Last but not least, the schematic of the guts. Well there’s a reason why its on the bottom of the page: it won’t plausibly work for you without previous experimentation, unless you used exactly the same parts as I did, including the inductances of the relay coil, transformer coils, glow lamp characteristics etc. For this reason I’m going to provide what exactly you would be interested to tweak.
C1 forms along with the relay coil an LC circuit. Generally, the lower the capacity the higher the switching frequency (and thus lower the voltage, unless you hit the resonance). Tune this in a range between 4.7uF and 47uF to get the desired output. In some cases, you might want to fiddle with the filtration cap if the output voltage is too low (or too high), although it’ll cause more ripple.
Personally I do not recommend using those regular 12 volt 10 amp relays as they tend to die fast in this circuit. If you plan using them, better make yourself a socket for easy replacing 🙂
The one I found to work the longest was a small one with a five volt coil, unknown brand, orange color, desoldered from a PCI faxmodem. With a 4.7uF capacitor and a 6/230V mains transformer, it runs on a frequency of 480 Hz and provides over 400 volts dc (tweak the filtration cap).

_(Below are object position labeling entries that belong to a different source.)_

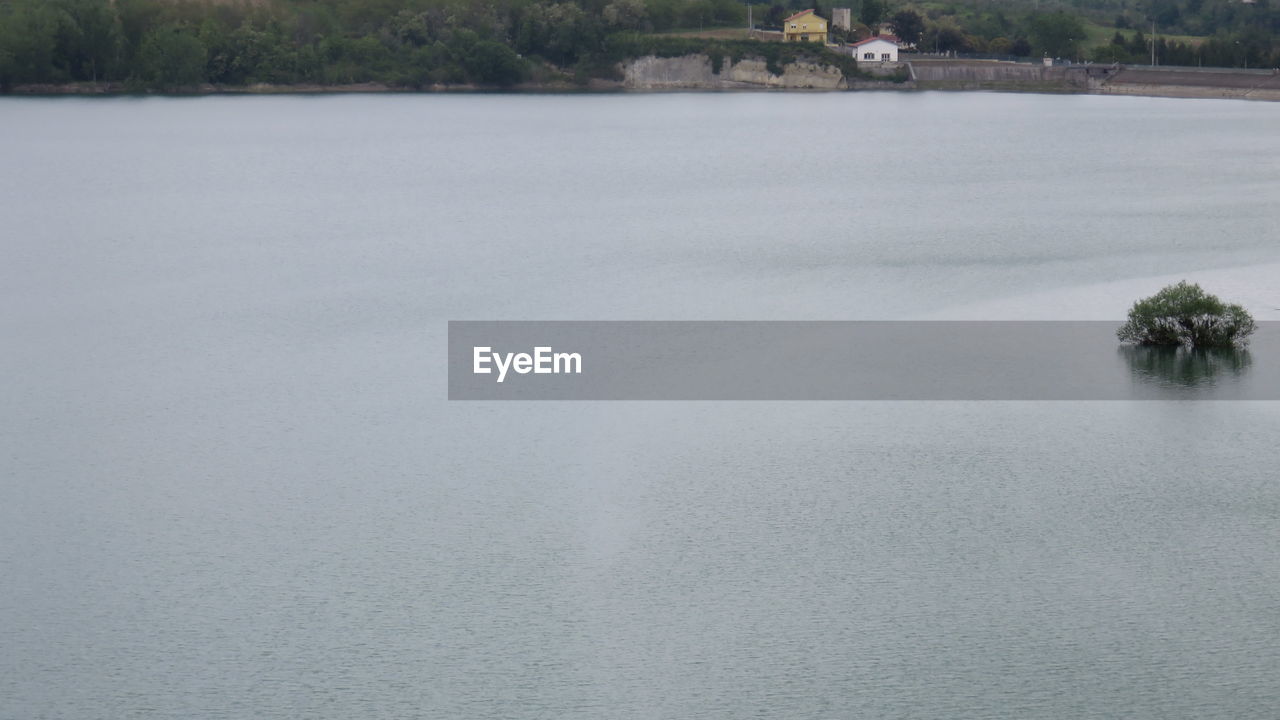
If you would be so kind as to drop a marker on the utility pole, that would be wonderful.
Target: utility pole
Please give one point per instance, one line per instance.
(1153, 44)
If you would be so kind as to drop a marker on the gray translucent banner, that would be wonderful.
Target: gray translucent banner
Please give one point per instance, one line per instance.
(845, 360)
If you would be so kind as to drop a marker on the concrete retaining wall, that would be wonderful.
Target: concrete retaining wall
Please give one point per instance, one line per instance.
(695, 72)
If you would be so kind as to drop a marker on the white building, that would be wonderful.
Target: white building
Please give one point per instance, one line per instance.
(876, 50)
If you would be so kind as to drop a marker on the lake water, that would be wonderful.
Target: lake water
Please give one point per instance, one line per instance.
(231, 484)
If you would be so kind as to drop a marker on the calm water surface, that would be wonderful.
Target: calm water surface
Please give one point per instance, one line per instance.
(231, 484)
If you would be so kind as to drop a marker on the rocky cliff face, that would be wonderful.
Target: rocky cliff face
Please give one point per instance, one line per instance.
(695, 72)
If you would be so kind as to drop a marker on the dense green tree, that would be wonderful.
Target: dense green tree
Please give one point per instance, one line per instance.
(908, 24)
(872, 13)
(172, 57)
(1056, 35)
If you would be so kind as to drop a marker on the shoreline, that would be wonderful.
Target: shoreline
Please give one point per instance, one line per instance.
(695, 73)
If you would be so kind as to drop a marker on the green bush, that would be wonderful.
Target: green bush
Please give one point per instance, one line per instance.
(1184, 314)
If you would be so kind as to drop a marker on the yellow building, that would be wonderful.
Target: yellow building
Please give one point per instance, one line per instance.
(804, 27)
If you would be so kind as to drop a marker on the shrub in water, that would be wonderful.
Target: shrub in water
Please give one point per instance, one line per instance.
(1184, 314)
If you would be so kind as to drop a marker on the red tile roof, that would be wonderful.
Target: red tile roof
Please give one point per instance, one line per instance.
(885, 37)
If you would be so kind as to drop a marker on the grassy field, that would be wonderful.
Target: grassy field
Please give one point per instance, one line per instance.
(1101, 35)
(712, 32)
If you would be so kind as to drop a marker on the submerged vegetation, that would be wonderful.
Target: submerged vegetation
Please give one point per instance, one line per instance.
(1185, 315)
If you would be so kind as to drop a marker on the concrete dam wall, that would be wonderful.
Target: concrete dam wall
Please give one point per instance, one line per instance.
(696, 72)
(997, 74)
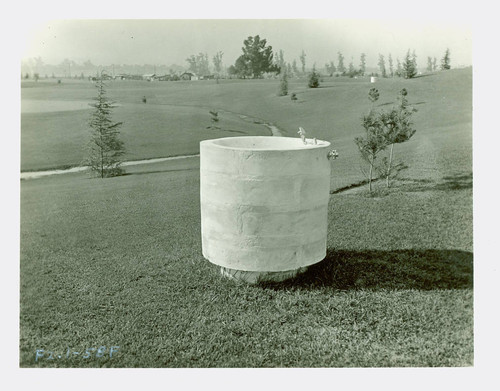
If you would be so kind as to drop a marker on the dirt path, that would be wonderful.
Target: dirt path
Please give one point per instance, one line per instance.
(39, 174)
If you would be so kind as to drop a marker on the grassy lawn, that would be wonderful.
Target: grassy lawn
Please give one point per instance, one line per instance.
(118, 262)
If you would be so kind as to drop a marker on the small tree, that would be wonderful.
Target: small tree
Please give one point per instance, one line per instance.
(381, 65)
(391, 65)
(410, 66)
(104, 149)
(445, 61)
(303, 61)
(398, 129)
(372, 143)
(429, 64)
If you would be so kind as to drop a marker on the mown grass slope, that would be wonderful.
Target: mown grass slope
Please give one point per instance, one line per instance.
(176, 117)
(118, 262)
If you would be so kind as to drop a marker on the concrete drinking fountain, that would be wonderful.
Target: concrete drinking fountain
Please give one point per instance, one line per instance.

Which non-semiconductor rectifier to choose (E1), had been talked about above.
C2 helps to quench the arc on relay contacts, thus reducing wear and prolonging life, just like in old cars with breaker points. Which capacity to use is again dependent on your relay, might be between the interval of a few nanofarads up to a few hundred.
I’ve soldered in this part the last, when it was all tuned so the inverter gave enough voltage for the Geiger counter tube. You know you have found the right capacity when the output voltage increases a bit with it, and you notice a slight alteration to the clicking sound.
E2 are two NE-2Hs in series with a third starter bimetallic glow lamp made by Czechoslovak TESLA, itself with an ignition voltage of approx. 180 volts dc, all totaling 360 volts ignition voltage (90+90+180).
A Soviet SBM-20 (a new version of STS-5) was used in place of the Geiger tube (E3). Found one in a drawer along with my other components – works all right.
E4 is a small NE-2H.
For “ranges” 2 and 3 you might use classic 32 ohm headphones, but generally vintage military/ham 2000-ohm cans are preferred, since there’s no amplifier present.
To reduce buzz in headphones, ground everything to one single point, thus avoiding ground loops. If that does not help, try grounding the transformer core. Since the oscillator runs on a low frequency, there will be always noise because of the ripple.
And that’s all, folks; if you like, comment and share. I know it’s technologically backwards, fragile and power hungry – draws 675 mVA from 9V and 1.5V combined – but it has been a nice experiment in today’s world of silicon, even though without the imminent danger of a nuclear strike, whose EMP it’d certainly survive.